Anees Mitri – Reflection

Throughout this semester, our class has taught me that Latinos have shaped the history of the United States while battling harmful immigration policies and attempts at questioning their ability to be loyal to both the United States and one’s homeland. Further, Puerto Ricans have remained a stateless people with no American citizenship nor an independent nation for themselves. In spite of this, Latinos have organized collectively to build political consciousness, multiracial coalitions that are beneficial, and embrace a multiracial identity. One instance of such is El Plan de Santa Barbára, which led to M.E.C.H.A organizing on college campuses and embracing a Chicano identity that is based on a mixed identity. In connection with the Chicano effort to understand their identities and organize collectively for protection against discriminatory government policies is my own effort to understand my identity as a Palestinian-American and organize based on this identity in order to protect Palestinians and Arabs in the United States who are under attack by discriminatory administrations – Cornell’s administration and the presidential administration of Biden.

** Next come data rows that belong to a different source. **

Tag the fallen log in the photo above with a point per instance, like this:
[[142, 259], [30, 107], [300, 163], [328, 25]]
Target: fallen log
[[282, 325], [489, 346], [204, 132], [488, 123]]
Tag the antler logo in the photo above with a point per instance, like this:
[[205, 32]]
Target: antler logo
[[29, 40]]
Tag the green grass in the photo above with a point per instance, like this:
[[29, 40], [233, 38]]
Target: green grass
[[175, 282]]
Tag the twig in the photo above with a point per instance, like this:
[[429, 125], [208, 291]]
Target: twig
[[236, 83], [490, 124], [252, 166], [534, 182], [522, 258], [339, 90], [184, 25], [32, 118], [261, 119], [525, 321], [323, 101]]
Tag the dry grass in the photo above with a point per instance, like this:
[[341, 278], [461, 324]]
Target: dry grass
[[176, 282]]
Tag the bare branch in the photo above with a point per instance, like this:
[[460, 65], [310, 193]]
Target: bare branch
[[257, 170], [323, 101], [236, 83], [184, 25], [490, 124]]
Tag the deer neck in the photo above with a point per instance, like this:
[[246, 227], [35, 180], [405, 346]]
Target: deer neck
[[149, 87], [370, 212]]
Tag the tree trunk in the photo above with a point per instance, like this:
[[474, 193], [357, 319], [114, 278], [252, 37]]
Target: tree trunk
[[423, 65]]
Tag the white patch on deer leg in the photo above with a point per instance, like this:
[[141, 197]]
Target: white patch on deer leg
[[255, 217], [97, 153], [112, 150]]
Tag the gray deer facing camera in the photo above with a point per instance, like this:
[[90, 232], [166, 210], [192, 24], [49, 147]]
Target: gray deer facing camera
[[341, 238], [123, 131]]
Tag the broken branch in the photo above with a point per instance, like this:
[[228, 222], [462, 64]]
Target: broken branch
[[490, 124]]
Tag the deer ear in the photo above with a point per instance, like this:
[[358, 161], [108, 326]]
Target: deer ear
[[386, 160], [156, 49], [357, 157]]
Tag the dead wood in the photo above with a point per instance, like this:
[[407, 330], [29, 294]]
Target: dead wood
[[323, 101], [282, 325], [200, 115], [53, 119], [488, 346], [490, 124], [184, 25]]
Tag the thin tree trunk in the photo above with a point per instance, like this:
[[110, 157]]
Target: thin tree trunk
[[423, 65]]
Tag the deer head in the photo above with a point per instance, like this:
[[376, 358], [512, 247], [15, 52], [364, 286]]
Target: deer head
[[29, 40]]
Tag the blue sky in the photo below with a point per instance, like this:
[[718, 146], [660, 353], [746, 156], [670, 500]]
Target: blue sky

As a result of my effort to understand my Palestinian-American identity and organize based on my identity in order to protect Palestinians, I interviewed my grandmother – a Palestinian immigrant to the United States who became an American citizen. I interviewed her in order to understand how our identity has changed through immigrating to the United States, as well as if she felt that myself and her other grandchildren should identify as Palestinians, Palestinian-Americans, or something else. Unsurprisingly, she told me to identify as a Palestinian-American and to embrace both cultures. My grandmother mentioned that we ought to embrace being Americans because of how great of a country the United States is, and how we are able to be safe and free from war by living here. However, recent news shows that Palestinians are under attack by college administrations and by Zionist supremacists that have sought to kill Palestinians wherever they exist. For example, those three boys that were shot by a Zionist supremacist in a hate crime went to the same school in Palestine as my own mother did – and that hit home for me. 

Because of this news and what I gained from my interview, I now understand that there is an essential need for Arab activism and building organizations, like M.E.C.H.A, that embrace our Arab and Palestinian identity and seek to collectively organize politically in order to secure our rights as Americans to organize and protest, secure into law our constitutional right to boycott Israel, and build a multiracial coalition that may never be defeated by the forces of racism, hatred, and its culmination in Zionism. In this effort, I know that I am joined by those of the past, such as Cesar Chavez and the brave Cornellians that marched on Day Hall, in my mission of embracing my identity both as a Palestinians and as an American, as well as in my mission of forming an organization that is based on both an Arab and American identity and seeks to protect the civil liberties and the civil rights of Arabs in the United States as we seek to grow and prosper as a people.